The Basics: I’m not sure if it’s possible to express how much I love this book in writing. SQUEE!!!!! would probably be a good approximation. I’m a psych nerd, so any use of mental disorders will attract my attention. The difference here? Garsee does it well. Rinn is a believable, relatable character who has very severe problems—but that doesn’t stop her from being a normal teenage girl who wants to fit in. Her candid descriptions of her voices, her guilt over a past accident, and her daily struggles with reality are both moving and highly accurate. Her relationship with Nate is at just the right heat level for a high school girl, and her friendships with Lacey, Meg, and Tasha are just the right combination of sweetness and drama. This could be someone’s memoir. Now add the ghost story, and you have an exciting thriller that, almost to the end, poses a question: is it real, or just happening in Rinn’s head? The plot never lets up and the last page leaves you with a chill running down your spine.

The Breakdown: You can tell that Garsee is a psychiatric nurse. Her portrayal of Rinn’s disorder exudes authenticity, from the recollections of her manic episodes to the flatness she feels while on her meds. Rinn is just the right combination of headcase and normal teenage girl. She tries not to let her disorder define her, but she can’t help but feel trapped by it anyway. She wants to be normal, but the guilt of her past actions lingers. She’s got some spunk but she’s deeply insecure too. You can’t help but root for her from the very first page. Her voice is a relatable backdrop for a very eerie tale of a girl drowned long ago, and spooky happenings in the school’s old, rundown tunnel.

The best part of the plot is the uncertainty. All the weird goings-on toe the line between paranormal and reality. Maybe Meg really did get an ear infection. Maybe Lacey had a borderline moment and wrote that mean e-mail to her boyfriend. Maybe the oily air was just gas from the boiler room. Maybe there is a ghost, or maybe Rinn’s delusions are stronger than her meds. You don’t know—and that’s the scariest part. It’s part thriller, part mystery. Rinn is part architect to her own disaster. She can’t stop her fascination with the ghost, even as it pulls her deeper and deeper into danger. You’re half rooting for her to find answers and half screaming at her to get the hell away from this crazy town. 


And there’s always more going on under the surface than seems at first. This is a small town where everyone has secrets, and more people are connected to the ghost than you realize. Until it’s too late. And Rinn seems to be the only one who sees the horrors going on. Between the threat of danger and Rinn’s isolation, you as reader can’t help but feel the claustrophobic sense of fear that pushes Rinn deeper into the ghost’s mystery. And Garsee isn’t kind to her characters. This is a place of real danger, where no one is safe. If you can read this in the dark without shuddering, I applaud you. I couldn’t.

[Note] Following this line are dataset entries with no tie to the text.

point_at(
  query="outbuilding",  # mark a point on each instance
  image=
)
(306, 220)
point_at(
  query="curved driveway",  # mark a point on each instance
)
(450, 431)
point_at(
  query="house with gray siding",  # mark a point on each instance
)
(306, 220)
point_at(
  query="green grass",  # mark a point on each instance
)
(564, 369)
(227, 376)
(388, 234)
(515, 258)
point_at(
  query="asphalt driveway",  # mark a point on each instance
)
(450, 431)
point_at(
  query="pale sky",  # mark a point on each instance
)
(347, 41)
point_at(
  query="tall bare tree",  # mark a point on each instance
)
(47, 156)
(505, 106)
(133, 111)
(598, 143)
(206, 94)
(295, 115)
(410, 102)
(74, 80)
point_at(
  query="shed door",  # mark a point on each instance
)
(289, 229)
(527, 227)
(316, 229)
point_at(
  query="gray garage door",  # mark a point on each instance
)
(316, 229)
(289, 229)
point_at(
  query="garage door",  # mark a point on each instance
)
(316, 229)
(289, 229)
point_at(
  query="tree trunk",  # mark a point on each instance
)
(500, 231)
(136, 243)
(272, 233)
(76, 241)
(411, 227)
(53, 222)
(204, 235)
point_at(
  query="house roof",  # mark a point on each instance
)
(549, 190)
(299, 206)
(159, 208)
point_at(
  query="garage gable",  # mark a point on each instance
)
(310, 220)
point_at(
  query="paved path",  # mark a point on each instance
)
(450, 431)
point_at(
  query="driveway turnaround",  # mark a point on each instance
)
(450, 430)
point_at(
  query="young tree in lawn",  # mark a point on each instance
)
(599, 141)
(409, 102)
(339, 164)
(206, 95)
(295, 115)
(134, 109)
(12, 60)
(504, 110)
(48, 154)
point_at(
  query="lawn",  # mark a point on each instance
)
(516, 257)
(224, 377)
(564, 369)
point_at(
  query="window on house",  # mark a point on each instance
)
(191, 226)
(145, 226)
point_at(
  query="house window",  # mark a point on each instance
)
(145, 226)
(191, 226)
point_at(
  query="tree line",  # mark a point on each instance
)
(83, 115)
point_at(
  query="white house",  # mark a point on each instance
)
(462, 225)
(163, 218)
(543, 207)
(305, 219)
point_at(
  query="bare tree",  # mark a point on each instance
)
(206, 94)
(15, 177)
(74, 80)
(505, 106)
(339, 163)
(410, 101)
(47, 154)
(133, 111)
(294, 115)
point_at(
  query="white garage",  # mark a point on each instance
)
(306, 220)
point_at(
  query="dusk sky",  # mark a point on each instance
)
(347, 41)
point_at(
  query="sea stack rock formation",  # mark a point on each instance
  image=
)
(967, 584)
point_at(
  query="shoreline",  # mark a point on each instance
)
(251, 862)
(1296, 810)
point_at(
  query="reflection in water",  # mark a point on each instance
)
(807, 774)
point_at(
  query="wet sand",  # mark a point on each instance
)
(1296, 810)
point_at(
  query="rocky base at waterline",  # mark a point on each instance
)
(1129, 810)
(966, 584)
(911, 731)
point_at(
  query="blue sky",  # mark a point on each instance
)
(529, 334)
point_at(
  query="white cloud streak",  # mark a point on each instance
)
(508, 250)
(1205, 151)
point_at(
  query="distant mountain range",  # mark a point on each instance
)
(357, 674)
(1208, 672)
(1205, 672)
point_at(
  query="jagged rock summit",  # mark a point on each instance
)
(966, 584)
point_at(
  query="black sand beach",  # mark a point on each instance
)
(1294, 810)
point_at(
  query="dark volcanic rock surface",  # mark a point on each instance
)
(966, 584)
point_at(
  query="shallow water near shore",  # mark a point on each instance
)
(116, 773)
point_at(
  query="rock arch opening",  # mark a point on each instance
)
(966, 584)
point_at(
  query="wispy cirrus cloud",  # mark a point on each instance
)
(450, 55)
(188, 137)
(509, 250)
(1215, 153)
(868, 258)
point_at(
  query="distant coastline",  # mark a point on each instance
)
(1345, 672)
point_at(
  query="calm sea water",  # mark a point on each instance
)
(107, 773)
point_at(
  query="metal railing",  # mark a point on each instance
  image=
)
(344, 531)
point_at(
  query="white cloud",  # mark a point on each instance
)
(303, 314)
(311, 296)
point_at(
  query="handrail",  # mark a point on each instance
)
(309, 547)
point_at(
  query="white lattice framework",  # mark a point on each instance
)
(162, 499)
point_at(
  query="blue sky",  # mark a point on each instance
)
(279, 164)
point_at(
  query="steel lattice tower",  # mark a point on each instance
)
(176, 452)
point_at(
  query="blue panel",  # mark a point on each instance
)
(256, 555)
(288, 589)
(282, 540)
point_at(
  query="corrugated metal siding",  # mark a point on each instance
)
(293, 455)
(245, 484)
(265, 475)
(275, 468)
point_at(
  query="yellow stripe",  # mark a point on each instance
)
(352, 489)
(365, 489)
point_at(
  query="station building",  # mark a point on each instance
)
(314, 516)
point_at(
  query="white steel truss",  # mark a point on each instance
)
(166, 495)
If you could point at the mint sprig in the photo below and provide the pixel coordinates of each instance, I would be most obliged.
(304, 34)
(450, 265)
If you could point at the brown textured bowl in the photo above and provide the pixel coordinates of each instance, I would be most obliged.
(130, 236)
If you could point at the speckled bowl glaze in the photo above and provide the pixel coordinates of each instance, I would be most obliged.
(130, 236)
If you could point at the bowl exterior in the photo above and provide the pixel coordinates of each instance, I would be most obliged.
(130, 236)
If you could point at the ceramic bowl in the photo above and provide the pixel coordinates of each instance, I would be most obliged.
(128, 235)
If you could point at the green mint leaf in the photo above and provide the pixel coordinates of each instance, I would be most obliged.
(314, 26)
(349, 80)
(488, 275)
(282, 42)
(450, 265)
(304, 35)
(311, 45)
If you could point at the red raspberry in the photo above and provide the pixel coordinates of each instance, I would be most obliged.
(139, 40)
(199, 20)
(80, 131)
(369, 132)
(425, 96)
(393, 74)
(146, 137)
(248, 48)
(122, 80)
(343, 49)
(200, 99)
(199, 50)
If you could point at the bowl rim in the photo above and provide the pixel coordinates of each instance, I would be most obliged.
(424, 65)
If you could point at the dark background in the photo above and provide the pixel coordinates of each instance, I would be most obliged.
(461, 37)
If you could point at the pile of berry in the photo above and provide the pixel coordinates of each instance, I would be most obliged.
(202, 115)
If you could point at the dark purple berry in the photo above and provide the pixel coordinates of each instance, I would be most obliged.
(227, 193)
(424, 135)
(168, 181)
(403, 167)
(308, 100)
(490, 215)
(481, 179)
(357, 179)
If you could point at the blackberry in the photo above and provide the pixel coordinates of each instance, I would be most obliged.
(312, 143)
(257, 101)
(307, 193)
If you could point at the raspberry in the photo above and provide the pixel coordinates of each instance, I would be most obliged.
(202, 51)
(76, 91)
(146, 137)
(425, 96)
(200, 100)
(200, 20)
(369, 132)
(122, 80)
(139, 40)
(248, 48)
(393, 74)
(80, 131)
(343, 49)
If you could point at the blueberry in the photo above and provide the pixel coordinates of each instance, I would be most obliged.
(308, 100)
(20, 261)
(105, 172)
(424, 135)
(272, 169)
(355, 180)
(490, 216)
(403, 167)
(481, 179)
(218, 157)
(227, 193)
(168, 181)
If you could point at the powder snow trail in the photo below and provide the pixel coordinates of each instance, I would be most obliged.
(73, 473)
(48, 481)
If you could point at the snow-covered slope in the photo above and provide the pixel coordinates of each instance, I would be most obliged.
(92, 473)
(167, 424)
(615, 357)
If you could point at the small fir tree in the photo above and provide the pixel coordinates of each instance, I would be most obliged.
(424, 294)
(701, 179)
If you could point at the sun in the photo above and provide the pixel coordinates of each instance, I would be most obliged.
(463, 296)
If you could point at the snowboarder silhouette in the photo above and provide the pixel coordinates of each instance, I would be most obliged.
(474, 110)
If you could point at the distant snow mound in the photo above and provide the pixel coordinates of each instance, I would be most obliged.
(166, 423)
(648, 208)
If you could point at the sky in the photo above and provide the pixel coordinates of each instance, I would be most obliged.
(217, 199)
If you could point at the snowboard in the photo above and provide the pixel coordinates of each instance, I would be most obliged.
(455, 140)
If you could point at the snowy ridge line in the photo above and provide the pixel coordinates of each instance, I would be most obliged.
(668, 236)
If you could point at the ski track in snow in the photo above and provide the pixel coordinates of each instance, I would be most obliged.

Solid writing, believable, flawed characters, and a tight plot that never lets up—that’s The Unquiet. Did I mention it also has a gorgeous cover? Pick it up July 17th! 



Note: I received this ARC free from the publisher in exchange for an honest review. The price of the book in no way impacted my stated opinions.

Disclaimer: This is not the most typical portrayal of Bipolar Disorder. It’s an extremely good portrayal of severe Bipolar Disorder. However, as always, mental disorders come on a spectrum and not everyone with this disorder is going to have psychotic hallucinations, violent experiences, etc. Also, meds are important.